Positive Feedback from Hilar Mossy Cells to Granule Cells in the Dentate
Gyrus Revealed by Voltage-Sensitive Dye and Microelectrode Recording.
Jackson, Meyer B. and Helen E. Scharfman.
Department of Physiology and Center for Neuroscience, University of
Wisconsin, Madison, WI 53706, Neurology Research Center, Helen Hayes Hospital,
NY State Department of Health, W. Haverstraw NY 10993 and Departments of
Pharmacology and Neurology, Columbia College of Physicians and Surgeons, New
York, NY 10032.
APStracts 3:0020N, 1996.
SUMMARY AND CONCLUSIONS
1. Microelectrode recording and fluorescence measurement with voltage-
sensitive dyes were employed in horizontal hippocampal slices from rat to
investigate responses in the dentate gyrus to molecular layer and hilar
stimulation. 2. Both field potential and dye fluorescence measurement revealed
that electrical stimulation of the molecular layer produced strong excitation
throughout large regions of the dentate gyrus at considerable distances from
the site of stimulation. 3. Treatment of slices with the excitatory amino acid
receptor antagonists 6,7-dinitroquinoxaline-2,3-dione (DNQX) and (+/-)-2-
amino-5-phosphonovaleric acid (APV) unmasked dye fluorescence signals in the
outer and middle molecular layers corresponding to action potentials in axons,
presumably belonging to the perforant path.

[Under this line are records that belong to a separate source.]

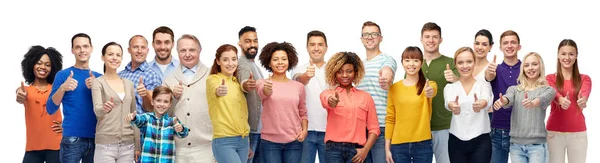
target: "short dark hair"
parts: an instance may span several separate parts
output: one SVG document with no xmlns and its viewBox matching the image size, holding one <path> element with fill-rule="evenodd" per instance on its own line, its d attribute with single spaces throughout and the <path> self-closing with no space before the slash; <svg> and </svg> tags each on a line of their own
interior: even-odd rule
<svg viewBox="0 0 600 163">
<path fill-rule="evenodd" d="M 90 36 L 88 34 L 78 33 L 78 34 L 73 35 L 73 37 L 71 37 L 71 48 L 73 48 L 73 46 L 75 46 L 75 45 L 73 45 L 73 41 L 75 41 L 75 39 L 77 37 L 87 38 L 90 41 L 90 46 L 92 46 L 92 38 L 90 38 Z"/>
<path fill-rule="evenodd" d="M 292 44 L 288 42 L 271 42 L 265 45 L 260 53 L 259 60 L 260 64 L 267 69 L 268 72 L 273 72 L 273 69 L 269 67 L 271 63 L 271 57 L 273 57 L 273 53 L 276 51 L 283 50 L 287 53 L 288 57 L 288 71 L 291 71 L 298 64 L 298 53 L 296 52 L 296 48 L 292 46 Z"/>
<path fill-rule="evenodd" d="M 48 74 L 48 78 L 46 81 L 50 84 L 54 82 L 54 76 L 58 71 L 62 70 L 62 54 L 60 54 L 53 47 L 44 48 L 40 45 L 31 46 L 29 51 L 25 53 L 23 56 L 23 61 L 21 61 L 21 71 L 23 71 L 23 78 L 25 78 L 25 83 L 32 84 L 35 81 L 35 74 L 33 73 L 33 66 L 37 64 L 37 62 L 44 56 L 44 54 L 48 55 L 50 58 L 50 74 Z"/>
<path fill-rule="evenodd" d="M 492 38 L 492 33 L 490 31 L 488 31 L 487 29 L 479 30 L 477 33 L 475 33 L 475 38 L 477 38 L 477 36 L 487 37 L 487 39 L 490 42 L 490 45 L 494 45 L 494 39 Z"/>
<path fill-rule="evenodd" d="M 119 46 L 119 48 L 121 48 L 121 53 L 123 53 L 123 47 L 121 47 L 121 44 L 118 44 L 116 42 L 109 42 L 106 45 L 104 45 L 104 47 L 102 47 L 102 56 L 104 56 L 106 54 L 106 49 L 112 45 Z M 106 72 L 106 65 L 104 65 L 102 72 Z"/>
<path fill-rule="evenodd" d="M 338 52 L 335 53 L 325 66 L 325 81 L 327 84 L 335 86 L 337 83 L 335 74 L 342 69 L 345 64 L 352 64 L 354 67 L 354 80 L 352 83 L 358 85 L 360 81 L 365 77 L 365 67 L 360 60 L 360 57 L 354 52 Z"/>
<path fill-rule="evenodd" d="M 517 42 L 519 44 L 521 44 L 521 38 L 519 38 L 519 34 L 517 34 L 517 32 L 515 32 L 513 30 L 508 30 L 508 31 L 502 32 L 502 35 L 500 35 L 500 44 L 502 44 L 502 38 L 504 38 L 506 36 L 515 36 L 515 37 L 517 37 Z"/>
<path fill-rule="evenodd" d="M 219 46 L 219 48 L 217 48 L 217 53 L 215 54 L 215 60 L 213 61 L 213 65 L 210 68 L 210 74 L 217 74 L 217 73 L 221 72 L 221 66 L 219 66 L 219 64 L 217 64 L 217 60 L 219 60 L 221 58 L 221 55 L 223 55 L 223 53 L 228 52 L 228 51 L 233 51 L 237 58 L 238 49 L 235 46 L 233 46 L 231 44 L 225 44 L 225 45 Z M 237 69 L 235 71 L 233 71 L 233 76 L 237 76 Z"/>
<path fill-rule="evenodd" d="M 379 25 L 377 23 L 372 22 L 372 21 L 366 21 L 363 23 L 362 29 L 365 29 L 366 26 L 375 26 L 375 27 L 377 27 L 377 30 L 379 30 L 379 34 L 382 34 L 381 27 L 379 27 Z"/>
<path fill-rule="evenodd" d="M 154 32 L 152 32 L 152 42 L 154 42 L 154 37 L 156 37 L 157 33 L 166 33 L 171 35 L 171 42 L 175 41 L 175 34 L 173 33 L 173 30 L 171 30 L 171 28 L 167 27 L 167 26 L 160 26 L 158 28 L 156 28 L 154 30 Z"/>
<path fill-rule="evenodd" d="M 160 94 L 173 95 L 173 91 L 171 90 L 171 88 L 169 88 L 167 86 L 159 85 L 159 86 L 155 87 L 154 90 L 152 90 L 152 100 L 154 100 L 156 98 L 156 96 L 158 96 Z M 171 100 L 171 99 L 169 99 L 169 100 Z"/>
<path fill-rule="evenodd" d="M 427 22 L 423 24 L 423 28 L 421 28 L 421 36 L 425 31 L 438 31 L 440 32 L 440 37 L 442 36 L 442 28 L 434 22 Z"/>
<path fill-rule="evenodd" d="M 308 32 L 308 34 L 306 34 L 306 45 L 308 45 L 308 40 L 310 37 L 323 37 L 323 40 L 325 40 L 325 46 L 327 46 L 327 37 L 325 36 L 325 33 L 318 30 Z"/>
<path fill-rule="evenodd" d="M 256 28 L 251 27 L 251 26 L 245 26 L 244 28 L 240 29 L 240 32 L 238 32 L 238 38 L 241 38 L 242 35 L 244 35 L 244 33 L 246 32 L 255 32 L 256 33 Z"/>
<path fill-rule="evenodd" d="M 146 44 L 148 44 L 148 40 L 146 39 L 146 37 L 144 37 L 144 36 L 142 36 L 142 35 L 134 35 L 134 36 L 132 36 L 132 37 L 129 39 L 129 42 L 127 42 L 127 45 L 128 45 L 128 46 L 131 46 L 131 41 L 133 41 L 133 39 L 134 39 L 134 38 L 136 38 L 136 37 L 141 37 L 141 38 L 143 38 L 143 39 L 144 39 L 144 41 L 146 41 Z"/>
</svg>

The spread of these axonal signals
away from the site of stimulation was far less extensive than the spread of
control signals through the same regions prior to blockade of excitatory
synapses. Large control responses could be seen in regions distant from the
stimulation site where the axonal signals were not detectable. A lack of
correlation between control signals and axonal signals revealed by DNQX and
APV supports the hypothesis that responses in distal regions of the molecular
layer were not dependent on perforant path axons. 4. The perforant path was
cut by producing a lesion in the outer two thirds of the molecular layer. Both
dye fluorescence and microelectrode recording showed that stimulation on one
side of the lesion could produce signals on the same side as well as across
the lesion. The lesion did not block the spread of excitation through the
molecular layer. Across the lesion from the site of stimulation, negative-
going field potentials were observed to peak in the inner molecular layer,
which is the major field of projection of hilar mossy cells. 5. Electrical
stimulation in the hilus adjacent to the granule cell layer evoked dye
fluorescence responses in the molecular layer. Stimulation at this site evoked
negative-going field potentials that peaked in the inner molecular layer.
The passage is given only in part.